Outplayed but also making life difficult for ourselves at times: yesterday's defeat to top of the table Dundee United was further confirmation that this season's rebuilt Pars squad are still in the early development stage and will require time and patience in the quest to eventually achieve consistency of performance.
Two changes were made to the team that started against Celtic last week: Josh Coley replaced Josh Edwards and Andy Ryan started up front in place of Kyle Turner. This was a more attacking line up but neither Coley nor Ryan did much to justify their selection; Coley was substituted at half time and Ryan withdrawn during the second half, both ineffective. Their replacements - Turner and Lewis McCann - were arguably the team's best performers during their time of the pitch.
The opening 5 minutes started well enough but soon we began to look vulnerable. After last week's admirable defensive resilience at Parkhead, we looked fragile at the back, playing ourselves into trouble with slack passes involving goalkeeper Ryan Scully and the back four, gifting the ball to the opposition in dangerous areas. In the 10th minute, the first goal came from a predictable source, Lawrence Shankland, who was too strong for Stuart Morrison and released a shot that went through Scully's legs and in. Still we continued to build play up from the back but lacked accuracy and again caused ourselves unnecessary bother with loose distribution and several players looking off the pace of the game.

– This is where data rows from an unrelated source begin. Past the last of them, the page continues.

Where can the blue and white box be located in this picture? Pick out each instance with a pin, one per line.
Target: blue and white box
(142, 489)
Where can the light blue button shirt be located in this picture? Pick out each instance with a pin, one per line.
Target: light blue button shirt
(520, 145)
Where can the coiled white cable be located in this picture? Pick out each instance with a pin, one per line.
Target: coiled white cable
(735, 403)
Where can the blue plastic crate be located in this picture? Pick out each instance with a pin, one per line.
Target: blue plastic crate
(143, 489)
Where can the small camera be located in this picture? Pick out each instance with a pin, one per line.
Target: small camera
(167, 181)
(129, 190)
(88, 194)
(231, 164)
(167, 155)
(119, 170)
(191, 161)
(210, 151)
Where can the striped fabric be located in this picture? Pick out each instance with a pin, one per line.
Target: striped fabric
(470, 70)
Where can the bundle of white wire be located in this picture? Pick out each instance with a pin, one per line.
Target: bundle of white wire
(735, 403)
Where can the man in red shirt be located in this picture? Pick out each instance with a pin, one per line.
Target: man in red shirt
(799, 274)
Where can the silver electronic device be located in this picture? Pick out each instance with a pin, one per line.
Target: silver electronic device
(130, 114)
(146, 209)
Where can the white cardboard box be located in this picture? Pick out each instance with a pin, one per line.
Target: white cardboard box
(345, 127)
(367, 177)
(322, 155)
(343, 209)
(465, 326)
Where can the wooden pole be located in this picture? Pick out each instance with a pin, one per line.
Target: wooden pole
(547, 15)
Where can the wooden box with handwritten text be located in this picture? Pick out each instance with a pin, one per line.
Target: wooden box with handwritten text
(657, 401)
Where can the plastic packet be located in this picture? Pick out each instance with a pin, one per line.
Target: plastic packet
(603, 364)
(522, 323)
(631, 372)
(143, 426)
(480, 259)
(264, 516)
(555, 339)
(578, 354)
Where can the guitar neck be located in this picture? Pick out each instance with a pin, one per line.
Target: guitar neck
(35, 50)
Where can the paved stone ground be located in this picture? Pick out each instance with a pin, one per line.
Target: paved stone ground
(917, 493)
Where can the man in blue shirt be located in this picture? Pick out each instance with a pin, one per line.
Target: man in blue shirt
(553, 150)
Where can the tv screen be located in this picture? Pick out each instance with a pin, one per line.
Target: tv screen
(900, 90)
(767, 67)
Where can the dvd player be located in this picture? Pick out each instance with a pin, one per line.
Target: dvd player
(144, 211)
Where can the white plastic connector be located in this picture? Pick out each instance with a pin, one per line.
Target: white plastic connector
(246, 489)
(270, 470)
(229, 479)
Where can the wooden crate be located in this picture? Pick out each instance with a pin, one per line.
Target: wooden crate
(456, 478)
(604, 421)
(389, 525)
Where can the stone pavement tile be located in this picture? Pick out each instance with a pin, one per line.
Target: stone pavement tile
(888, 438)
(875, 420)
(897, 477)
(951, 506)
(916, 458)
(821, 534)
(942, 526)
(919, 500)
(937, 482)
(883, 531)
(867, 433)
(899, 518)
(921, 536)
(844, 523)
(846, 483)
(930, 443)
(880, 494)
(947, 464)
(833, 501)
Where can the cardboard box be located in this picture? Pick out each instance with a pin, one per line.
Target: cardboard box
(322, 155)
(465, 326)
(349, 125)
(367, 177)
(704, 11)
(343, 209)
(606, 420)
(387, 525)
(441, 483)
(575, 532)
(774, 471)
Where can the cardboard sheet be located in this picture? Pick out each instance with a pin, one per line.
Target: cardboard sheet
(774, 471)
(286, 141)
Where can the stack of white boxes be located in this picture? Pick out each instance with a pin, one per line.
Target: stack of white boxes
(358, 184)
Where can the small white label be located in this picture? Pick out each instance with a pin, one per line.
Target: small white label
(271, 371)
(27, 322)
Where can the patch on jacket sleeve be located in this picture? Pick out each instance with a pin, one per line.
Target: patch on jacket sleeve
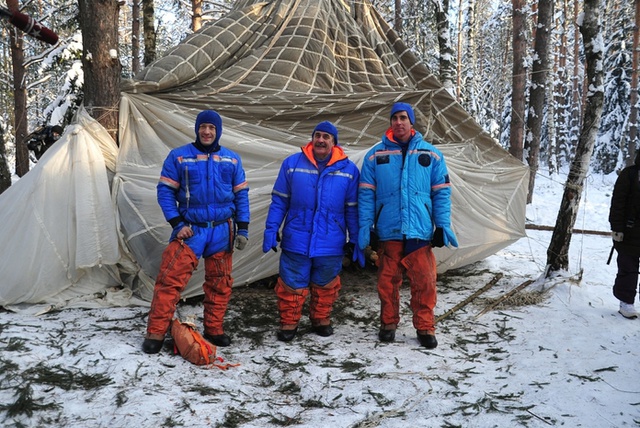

The game's second goal was scored by Shankland after 30 minutes. Paul McMullen got past Lewis Martin and from his accurate cross, Shankland headed the ball in via Scully's body. We were creating very little at the other end and halftime came with us 2-0 down and hardly having threatened the visitors' goal.
Kyle Turner was brought on at halftime to replace Josh Coley and the team's formation was switched to 4-3-3. Turner almost got the Pars back into the game with a shot that was saved by United keeper Benjamin Siegrist. Kevin Nisbet, who for most of the game cut an isolated figure in attack, then had one clear chance to score but shot wide of goal in the direction he was looking rather than at the target. Aside from a few corners that Lee Ashcroft could not get his head to, that was the total of our attempts at goal and although the second half display was an improvement on the opening 45 minutes, we were still second best in all areas.
United had at least 4 chances to extend their lead: Nicky Clark shot wide after Stuart Morrison's poor ball out of defence played us into trouble; Peter Pawlett had a miss of Chris Iwelumo proportions; Shankland failed to complete his hat trick from the penalty spot, Scully smothering the striker's kick; and Shankland again, with a header, could have done better.
In the match preview for this game I commented that ''expectation should be tempered with realism''. When our best 14 or 15 players are on form, we can produce quality displays such as the opening half against Dundee; when off-form, we play as we did yesterday. I would like to see a couple of more experienced players brought in to prevent relying on teenagers from the bench, some of whom are not far enough along in their development to influence first team games, and to challenge the more established first picks. There is no need for scapegoating or negativity; as noted at the start of this report, time and patience are required, while also eliminating kamikaze defensive sloppiness.